4 Essential Tips to Prepare for the Next Recession

2016 is off to a rocky start and some economists are predicting a recession. Over the first two weeks of the year, the markets are trading down over eight percent. Chinese stocks have dropped more than 20 percent and have entered into bear-market territory. As the second-largest economy behind the United States, a slump of this nature will have an indisputable effect. Regardless of the direct fiscal impact to the U.S., the volatility in China will continue to send ripples through the global economy.recession-blog-photo

The dramatic decline in oil prices will also play a large role in the instability of the US economy. The price per barrel has dropped below $30; a 12-year low. The past year has seen prices plummet nearly 39 percent and almost 17 percent in just the past month. This has certainly been met with glee by consumers, as the price at the pump has dropped below an average of two dollars nationwide. However, the players on the world stage aren’t nearly as elated. China’s woes have further exasperated the market while oil producing states, such as Saudi Arabia and Russia, have seen dramatic declines in profits. Many smaller fracking and energy companies in the U.S. may be forced to shut down as well.

Furthermore, the fiscal policy of the Federal Reserve has amplified volatility. Continued tightening of monetary policy will reinforce the dollar’s strength and weaken U.S. exports. In turn, this could negatively impact the manufacturing sector, which represents over 12 percent of the U.S. GDP, and nearly nine percent of total employment (in 2013). Many news outlets have cited a December Citi Research report projecting the likelihood of a recession in 2016 at 65 percent, the highest odds in several years.

As the economy continues to foster uncertainty and instability, I am advising many of my clients to begin taking steps to protect themselves against a potential recession by years end. Here are four industry tips to get you started.

1. Evaluate Existing Contracts
•  Review in detail all your current and proposed equipment maintenance and service contracts. Be sure all maintenance and service agreements have significant returns on investment. Don’t simply allow contracts to roll over; instead negotiate for the best terms possible.
•  Evaluate your gas and electric generation contracts. Be knowledgeable on the current state of the market. It is extremely likely there has been a dramatic shift in market conditions since your last contract. Review with your energy advisor if you are uncertain on prevailing market value or contract terms.

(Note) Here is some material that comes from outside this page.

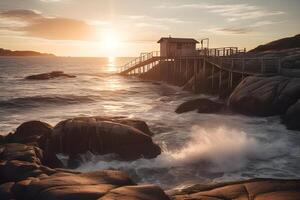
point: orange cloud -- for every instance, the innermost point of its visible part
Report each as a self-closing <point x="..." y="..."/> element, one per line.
<point x="52" y="28"/>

2. Modify Behaviors: Little Changes Can Cause Big Savings
•  Turn off ancillary office machines and lighting when not in use.
•  Shut down non-essential equipment during down-time in production.
•  Evaluate facility energy systems to remove vampire power in standby mode.

3. Institute Controls and Energy Management Systems
•  Install a comprehensive controls platform and dashboard to enable you to monitor and manage your energy systems from one devise.
•  Mount sensors when possible to ensure systems such as lighting aren’t in perpetual use.
• Incorporate variable frequency drives (VFDs) on mechanical equipment to control the speed and energy output of motors.

4. Create a New Income Stream-Take advantage of the suite of utility rebates, tax incentives and financing structures that will increase your energy portfolio’s return on investment.
• Enroll in the “RIGHT” demand response program that will compensate you for curtailing energy usage at times when the grid is overly taxed.
• Talk to your advisor about maximizing energy related tax deductions (EPAct 179D) and capitalizing on accelerated depreciation.
• Take advantage of the many financing solutions available that provide immediate net savings for energy related projects. These are offered by many traditional banking institutions, Port Authorities, PACE financing agencies, and in the form of Energy Service Agreements (ESAs) by reputable energy planning companies.

The markets and the economy are cyclical. It is inevitable that we will have downturns and recessionary periods. We cannot predict what the next recession may look like, but we can take steps to lessen its effect. Working with an energy advisor, instituting long term energy management plans, and making low-to-no-cost investments, will better protect your business, resources and most importantly your wallet.